Guénon répond ensuite à l’objection selon laquelle sa critique est trop sévère, qu’il ignore les réalisations réelles de la civilisation moderne. Il reconnaît que la science et la technologie modernes ont produit des résultats remarquables dans l’ordre matériel. Mais il insiste sur le fait que ces réalisations sont achetées à un prix trop élevé. Le progrès matériel de l’Occident s’est accompagné d’une régression spirituelle qui l’emporte de loin sur tout gain matériel. Une civilisation qui a perdu son lien avec le transcendant a perdu sa raison d’être.

Il revient sur l’idée du Kali-Yuga, l’âge sombre dans lequel nous vivons. Ce n’est pas une métaphore mais une réalité cosmique, une phase du grand cycle de la manifestation. Dans un tel âge, le désordre et l’obscurité règnent naturellement. Mais il souligne que cet état n’est pas éternel. Le cycle tournera, et un nouvel âge finira par poindre. La tâche de ceux qui possèdent la connaissance traditionnelle n’est pas de hâter ce tournant – cela dépasse le pouvoir humain – mais de préserver les semences de vérité qui germeront dans l’avenir.

Le chapitre aborde ensuite le rôle de l’élite intellectuelle. Guénon insiste sur le fait que la seule opposition efficace à l’esprit moderne doit venir d’une petite minorité d’hommes qui ont retrouvé la connaissance métaphysique authentique. Ces hommes ne sont pas des réformateurs au sens ordinaire. Ils ne proposent pas de nouveaux programmes sociaux ni d’idéologies politiques. Leur travail est purement intellectuel et spirituel. Ils opèrent d’en haut, par la puissance de la vérité elle-même, et non d’en bas, par la force du nombre ou des ressources matérielles.

Il met en garde contre l’illusion de l’action de masse. Dans l’ordre spirituel, les nombres sont sans importance. Un seul homme qui sait vraiment est plus puissant qu’une multitude d’hommes ignorants. Le monde moderne, qui adore la quantité, ne peut comprendre cela. Il croit que la vérité se décide à la majorité des voix ou par le poids de l’opinion publique. Guénon rejette cela comme le comble de l’absurdité. La vérité n’est pas élue démocratiquement ; elle est découverte par l’intuition intellectuelle et transmise par une chaîne ininterrompue de tradition.

Guénon considère ensuite l’attitude que ses lecteurs devraient adopter. Il les exhorte à ne pas se laisser décourager par le triomphe apparent de l’esprit moderne. Les apparences sont trompeuses. Le désordre du moment présent, si accablant qu’il paraisse, est transitoire. Il est une phase nécessaire dans l’ordre plus vaste des choses, un déséquilibre temporaire qui contribue au rétablissement final de l’équilibre. Les forces des ténèbres et du mensonge peuvent sembler prévaloir, mais elles ne peuvent résister à la puissance de la vérité.

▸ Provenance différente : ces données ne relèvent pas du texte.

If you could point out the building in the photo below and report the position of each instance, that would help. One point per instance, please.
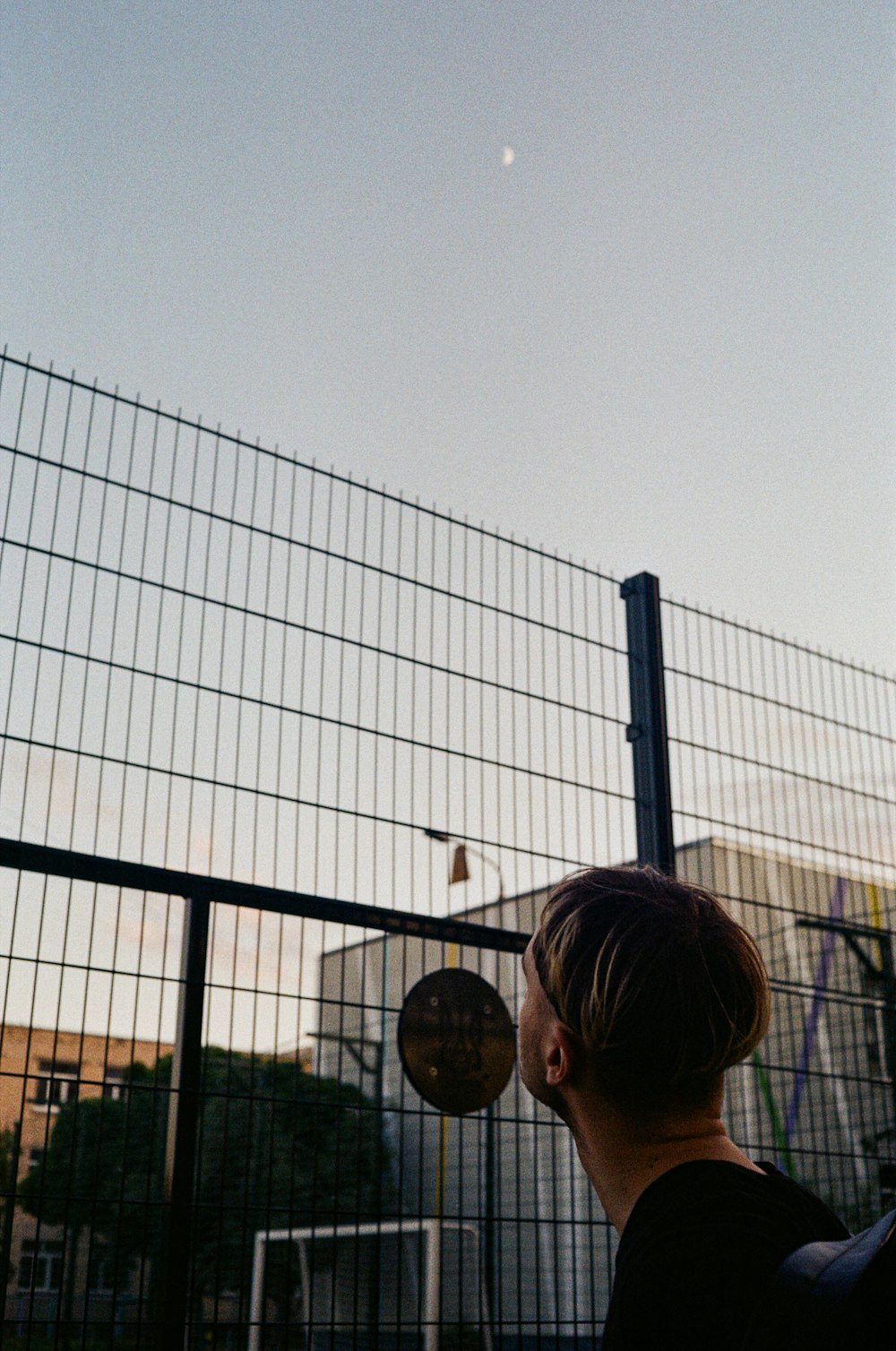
(819, 1097)
(41, 1071)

Il conclut en évoquant l’ancienne devise de certaines organisations initiatiques occidentales : Vincit omnia Veritas – La vérité triomphe de tout. Ce n’est pas un vœu pieux mais un énoncé de fait métaphysique. La vérité n’est pas une force parmi d’autres ; elle est le fondement même de la réalité. Tous les déséquilibres partiels et transitoires doivent, en fin de compte, servir à la réalisation de l’équilibre total. Ceux qui travaillent pour la préservation et la transmission de la vérité ne peuvent donc finalement échouer. Leur travail peut ne pas porter de fruits de leur vivant, mais il portera ses fruits en temps voulu.

Les derniers paragraphes offrent une note d’espoir, bien que non pas au sens moderne de l’optimisme. Guénon ne prédit pas une victoire imminente de la tradition sur la modernité. Le monde moderne pourrait bien se détruire lui-même avant qu’une restauration ne soit possible. Mais il affirme que tout ce qui est fait au service de la vérité ne peut être perdu. Cela survivra à la dissolution du monde présent et deviendra la semence du monde futur. L’élite doit donc continuer son travail sans se soucier des résultats immédiats, confiante dans le fait que la vérité qu’elle sert finira par triompher.